Unlike their colleagues in Kyiv and in western Ukraine who signed petitions and attended political trials, the Odesa nonconformists pursued only artistic concerns. In 1967, long before the infamous bulldozing of the exhibition of nonconformist art in Moscow in September 1974, two Odesa artists, Stanyslav Sychov and Valentyn Khrushch, displayed their art outside the Odesa Opera and Ballet Theater. Even though their exhibition lasted only a few hours before it was closed down by the police, it brought artists' disenchantment with officially sanctioned art into the open and made public the distinction between official and nonconformist art.
During the crackdown on the dissident movement in Ukraine in 1965 and again in 1972, nonconformist art went underground. Thereafter, some artists led a double existence, earning a living by creating socialist-realist art while continuing to paint nonconformist works in private.
In 1975 the First Exhibition of Ukrainian Nonconformist Artists was held in Moscow in a private apartment. Of the five participants, Feodosii Humeniuk from Leningrad, Volodymyr Makarenko from Tallinn, Vitalii Sazonov and N. Pavlenko from Moscow, and Volodymyr Strelnikov from Odesa, four had been forced to live and work outside their homelands. In the Second Exhibition of Ukrainian Nonconformist Art, which was held in Moscow in March 1976, 16 artists participated. These exhibitions gave an opportunity for Ukrainian nonconformist artists living in different parts of the USSR to join forces. They could do so only in the Russian capital, however—the only place in the USSR where such a gathering was possible, and where their work would be seen by foreign diplomats and correspondents.
Works by some Ukrainian nonconformist artists eventually made their way to the West, as did three of the artists themselves (Volodymyr Strelnikov, Volodymyr Makarenko, Vitalii Sazonov). The first traveling group exhibition of such art in the West was organized by the Ukrainian American Ihor Ciszkewych and mounted in Munich, London, New York, Cleveland, and Washington, DC, in 1979–80. A second exhibition was organized by Daria Zelska-Darewych in Toronto in 1982, and traveled to Winnipeg, Chicago, Detroit, Cleveland, and New York. This show included works done by V. Makarenko, V. Sazonov, Anton Solomukha, and V. Strelnikov in the USSR and after their emigration to the West, and its opening was attended by three of the artists.

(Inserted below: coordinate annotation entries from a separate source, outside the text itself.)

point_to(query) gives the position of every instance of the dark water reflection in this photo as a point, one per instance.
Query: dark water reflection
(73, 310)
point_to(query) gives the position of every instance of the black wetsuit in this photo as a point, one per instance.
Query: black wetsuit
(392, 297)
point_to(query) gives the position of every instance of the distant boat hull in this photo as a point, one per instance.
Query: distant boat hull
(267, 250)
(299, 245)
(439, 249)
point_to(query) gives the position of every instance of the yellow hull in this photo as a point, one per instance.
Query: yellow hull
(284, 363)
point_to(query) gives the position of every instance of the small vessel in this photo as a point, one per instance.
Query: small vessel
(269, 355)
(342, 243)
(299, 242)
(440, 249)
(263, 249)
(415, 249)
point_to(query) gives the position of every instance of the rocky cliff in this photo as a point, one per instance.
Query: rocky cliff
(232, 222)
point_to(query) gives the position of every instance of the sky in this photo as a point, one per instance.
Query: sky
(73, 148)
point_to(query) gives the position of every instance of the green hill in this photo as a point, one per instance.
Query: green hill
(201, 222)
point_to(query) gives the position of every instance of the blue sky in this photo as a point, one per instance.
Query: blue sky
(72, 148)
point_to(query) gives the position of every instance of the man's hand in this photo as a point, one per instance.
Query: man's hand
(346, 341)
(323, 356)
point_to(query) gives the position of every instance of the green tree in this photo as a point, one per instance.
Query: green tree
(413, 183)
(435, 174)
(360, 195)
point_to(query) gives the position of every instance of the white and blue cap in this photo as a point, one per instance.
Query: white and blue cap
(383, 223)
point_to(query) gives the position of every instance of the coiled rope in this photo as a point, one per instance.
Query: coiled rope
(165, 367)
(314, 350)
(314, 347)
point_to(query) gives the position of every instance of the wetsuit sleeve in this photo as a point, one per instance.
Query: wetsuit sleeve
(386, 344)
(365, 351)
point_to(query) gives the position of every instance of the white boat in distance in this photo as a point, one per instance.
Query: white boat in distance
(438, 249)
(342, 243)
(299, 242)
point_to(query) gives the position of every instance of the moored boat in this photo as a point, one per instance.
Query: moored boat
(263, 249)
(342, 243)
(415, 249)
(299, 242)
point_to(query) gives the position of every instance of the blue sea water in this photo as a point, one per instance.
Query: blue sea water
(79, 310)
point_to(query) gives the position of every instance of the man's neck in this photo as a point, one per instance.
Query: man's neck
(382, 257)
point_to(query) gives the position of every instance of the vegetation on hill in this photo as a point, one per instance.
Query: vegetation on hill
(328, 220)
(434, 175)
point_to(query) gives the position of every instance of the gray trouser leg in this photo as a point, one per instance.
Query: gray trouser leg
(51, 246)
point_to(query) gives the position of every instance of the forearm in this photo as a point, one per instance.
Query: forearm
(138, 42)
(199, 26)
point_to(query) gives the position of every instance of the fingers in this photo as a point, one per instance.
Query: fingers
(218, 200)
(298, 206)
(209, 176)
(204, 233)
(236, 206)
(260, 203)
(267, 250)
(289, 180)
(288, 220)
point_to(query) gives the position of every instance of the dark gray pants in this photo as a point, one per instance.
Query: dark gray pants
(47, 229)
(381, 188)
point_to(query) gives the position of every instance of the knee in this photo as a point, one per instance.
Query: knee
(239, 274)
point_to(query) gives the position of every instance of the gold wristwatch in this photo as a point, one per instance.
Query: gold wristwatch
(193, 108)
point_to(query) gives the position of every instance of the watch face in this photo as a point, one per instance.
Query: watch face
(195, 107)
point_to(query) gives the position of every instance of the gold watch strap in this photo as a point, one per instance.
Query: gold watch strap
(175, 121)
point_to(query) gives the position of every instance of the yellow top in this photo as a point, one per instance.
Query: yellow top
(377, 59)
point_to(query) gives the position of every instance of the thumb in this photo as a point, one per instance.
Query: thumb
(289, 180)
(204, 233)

Ukrainian nonconformist artists who remained in the USSR were unable to exhibit their work publicly until the early 1980s. At that time shows by some more prominent nonconformists, such as Ivan Marchuk, were sponsored by official organizations, such as the Writers' Union of Ukraine. By 1987 many unofficial artists had been invited to exhibit in alternative spaces. By 1988 many of them, including Feodosii Humeniuk and Marchuk, had been accepted as members by the Union of Artists of Ukraine. Articles about Opanas Zalyvakha and Volodymyr Loboda as well as others appeared in the official press. Because national exhibitions organized by the Union of Artists since the late 1980s have included artworks which formerly would have been labeled decadent, the distinction between official and nonconformist art became blurred and has ceased to exist.